THE BLUE-SPANGLED BLUE by David Bowles

The Blue-Spangled Blue
(The Path, Book 1)
By David Bowles
Castle Bridge Media — March 2021
ISBN: 978173647260
— Paperback — 452 pp.


I completed The Blue Spangled Blue awhile back, intending this review to go up on Skiffy & Fanty. But, I now have several reviews sent there that haven’t been edited and posted, and as the months pass I figured it’s best to just get it up here. The Blue-Spangled Blue is an ambitious and complex novel, an epic space opera that serves as merely the opening for a series that seems to be tackling weighty themes of family and religion. And it’s a novel that deserves to get some more notice.

Normally I compose my own version of plot summaries to fit in with the thoughts I have on a book, but in this case the official blurb suits just fine and would be easier to employ:

Tenshi Koroma’s people, the Aknawajin, were brought to the planet Jitsu as workers more than a century ago. Against all odds, they managed to win their independence from the world’s corporate owners. During a long period of isolation, a theocratic government arose, dominated by fundamentalist views. Now, as Jitsu begins to open itself to the rest of humanity, Tenshi—a controversial architect and leader of a religious reform movement—meets Brando D’Angelo, who has left Earth to accept a teaching position on Jitsu. As the two grow closer, Tenshi begins to teach Brando about her faith—The Path—and he decides to accept its tenets, to shatter his identity and rebuild himself with her guidance so that he can be worthy of a soul.

But the dogmatic struggles on Jitsu are a mask for the machinations of a diabolical mind, and the couple’s life will be forever altered by the cruelty of Tenshi’s enemies. In the aftermath, their family will find a perilous new Way along The Path. And their steps will echo throughout history.

The Blue-Spangled Blue shimmers in a diversity of cultural palettes: ethnicities, class, politics, languages, religion, and more. The religious aspect of cultural is central here, and represents the major thread of character development in the novel in the form of Brando. It’s both a philosophy or outlook and a purpose of action, even when those set Brando further apart from his own family and traditions.

I really appreciated the core facet of religion to Bowles novel. Religion is very frequently overlooked across genres, and when it does appear, including in something like space opera, it tends to be treated in primarily negative lights, or with clichés and ignorance. Bowles approaches the subject with respect, and puts as much world building into this aspect of a society’s culture as into other elements.

He doesn’t simplify things. Bowles depicts cultural practices as complex systems, mixtures that contain both conflicting aspects and principles that could unify. The cultural mixture becomes most evident in Bowles use of language with his characters, a mélange of terms from across current human cultures along with additions of speculative futuristic ones. He highlights how cultural clashes can engender strife – whether arising between two separate people or arising from within the spectrum of belief and practice of one people. And he also shows the power of cross-cultural alliances, symbolized in the relationship between Brando and Tenshi.
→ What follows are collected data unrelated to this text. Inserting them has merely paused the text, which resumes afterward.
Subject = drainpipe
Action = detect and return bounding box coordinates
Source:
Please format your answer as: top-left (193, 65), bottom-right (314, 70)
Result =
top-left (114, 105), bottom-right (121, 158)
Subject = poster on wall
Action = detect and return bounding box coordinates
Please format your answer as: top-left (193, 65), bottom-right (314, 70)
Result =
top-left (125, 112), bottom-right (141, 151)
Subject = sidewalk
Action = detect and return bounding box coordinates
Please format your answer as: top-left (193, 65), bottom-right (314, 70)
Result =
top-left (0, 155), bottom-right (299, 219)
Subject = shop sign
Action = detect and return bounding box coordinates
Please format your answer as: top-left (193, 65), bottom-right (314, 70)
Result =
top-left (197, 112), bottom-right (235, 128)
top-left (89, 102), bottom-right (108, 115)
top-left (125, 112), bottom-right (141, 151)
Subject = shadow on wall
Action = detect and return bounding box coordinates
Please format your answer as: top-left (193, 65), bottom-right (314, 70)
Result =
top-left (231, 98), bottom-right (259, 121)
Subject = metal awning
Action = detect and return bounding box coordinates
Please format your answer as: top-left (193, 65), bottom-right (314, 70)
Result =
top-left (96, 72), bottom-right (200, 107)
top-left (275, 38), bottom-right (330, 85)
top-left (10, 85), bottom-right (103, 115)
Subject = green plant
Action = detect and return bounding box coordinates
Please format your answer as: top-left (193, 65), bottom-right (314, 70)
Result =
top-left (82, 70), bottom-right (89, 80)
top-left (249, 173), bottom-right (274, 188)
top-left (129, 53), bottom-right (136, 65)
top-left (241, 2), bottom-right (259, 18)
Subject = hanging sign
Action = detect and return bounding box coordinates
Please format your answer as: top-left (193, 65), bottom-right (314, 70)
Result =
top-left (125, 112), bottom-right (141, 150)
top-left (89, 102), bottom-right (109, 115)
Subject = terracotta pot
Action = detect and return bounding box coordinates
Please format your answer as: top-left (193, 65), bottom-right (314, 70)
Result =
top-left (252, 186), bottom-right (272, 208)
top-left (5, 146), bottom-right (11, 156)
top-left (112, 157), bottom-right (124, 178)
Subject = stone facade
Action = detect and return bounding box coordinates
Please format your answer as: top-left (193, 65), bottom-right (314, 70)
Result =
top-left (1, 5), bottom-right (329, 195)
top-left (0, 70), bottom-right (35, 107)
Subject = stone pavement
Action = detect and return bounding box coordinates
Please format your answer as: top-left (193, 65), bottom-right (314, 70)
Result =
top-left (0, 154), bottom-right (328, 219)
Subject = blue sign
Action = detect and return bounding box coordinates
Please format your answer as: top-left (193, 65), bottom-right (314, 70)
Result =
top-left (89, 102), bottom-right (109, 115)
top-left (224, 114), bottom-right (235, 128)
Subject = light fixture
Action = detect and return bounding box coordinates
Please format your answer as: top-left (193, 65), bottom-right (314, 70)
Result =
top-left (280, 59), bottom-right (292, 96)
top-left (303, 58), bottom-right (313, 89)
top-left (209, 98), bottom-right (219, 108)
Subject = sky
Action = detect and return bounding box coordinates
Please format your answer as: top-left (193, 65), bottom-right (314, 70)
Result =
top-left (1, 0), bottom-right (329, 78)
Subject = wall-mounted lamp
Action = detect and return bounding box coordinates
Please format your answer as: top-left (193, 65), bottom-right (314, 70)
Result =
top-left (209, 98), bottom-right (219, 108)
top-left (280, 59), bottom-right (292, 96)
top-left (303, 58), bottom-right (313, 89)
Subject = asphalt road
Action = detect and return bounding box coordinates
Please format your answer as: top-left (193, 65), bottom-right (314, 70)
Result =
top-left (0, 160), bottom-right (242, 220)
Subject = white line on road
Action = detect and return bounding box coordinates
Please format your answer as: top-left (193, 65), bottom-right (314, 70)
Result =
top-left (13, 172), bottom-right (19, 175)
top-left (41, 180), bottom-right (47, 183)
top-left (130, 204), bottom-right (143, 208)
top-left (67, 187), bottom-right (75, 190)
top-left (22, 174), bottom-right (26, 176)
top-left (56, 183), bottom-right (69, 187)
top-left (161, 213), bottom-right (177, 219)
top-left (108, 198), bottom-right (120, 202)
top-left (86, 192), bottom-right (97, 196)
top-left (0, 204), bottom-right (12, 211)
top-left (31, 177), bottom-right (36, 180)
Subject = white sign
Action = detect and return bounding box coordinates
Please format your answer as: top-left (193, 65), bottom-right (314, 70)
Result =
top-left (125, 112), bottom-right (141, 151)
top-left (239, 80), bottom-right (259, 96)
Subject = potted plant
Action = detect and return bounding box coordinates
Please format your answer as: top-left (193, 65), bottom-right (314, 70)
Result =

The complexities of The Blue-Spangled Blue‘s world building, and its host of characters make this an epic space opera novel. And that’s something that might also cause problems for some readers. There’s a lot to digest here. This could have easily been multiple novels in itself. Epic reads aren’t necessarily out of the norm for speculative fiction fans.

What might make things difficult in this case are issues of pacing, the one significant negative critique I would make of the novel. There are many chapters of exhilarating action, and slower ones of plotting or establishing the narrative framework. With the novel encompassing so many developments and interludes, however, there are stretches that seem to drag. The reader anticipates that things could come to a head. When things do, they don’t quite go as one may have expected. Resolution isn’t really there, it’s just an opening to more possibilities and new paths. It can end up feeling a little overwhelming.

However, I will say that going through those feelings (if they are there during reading) are well worth it. Bowles does not pull punches with the novel, with reader hopes or assumptions of who might live or die, whether heroes or villains are victorious. This lends a mature realism to the novel, while also allowing Bowles to show how strength to go on can be mustered from something like faith, even against all odds and setbacks, or powerful enemies lurking in the shadows.

The ambition of The Blue-Spangled Blue in depicting a complex, speculative human future with space opera plotting, and audaciously tackling politics and religion makes this is a notable novel in the genre to read. The execution has some issues, but any fans of epic genre fiction should be encouraged to take it on.

Newer editions of the novel helpfully include a series of invaluable appendices: 1) A glossary of terms; 2) A lexicon of foreign phrases in Baryogo and Kaló; 3) a Dramatis personae; 4) a break-down of star systems and their associated planets; 5) background on Jitsu’s official religion, The Path, and its adherents.

The story continues in The Deepest Green, also available from Castle Bridge Media, and another The Swirling Path, seems to be due in 2023. The latter is listed on Goodreads as Book 4 of The Path, which I assume is an error, as no Book 3 is listed at all, and I can find no mention of any other book in the series on the publisher’s site.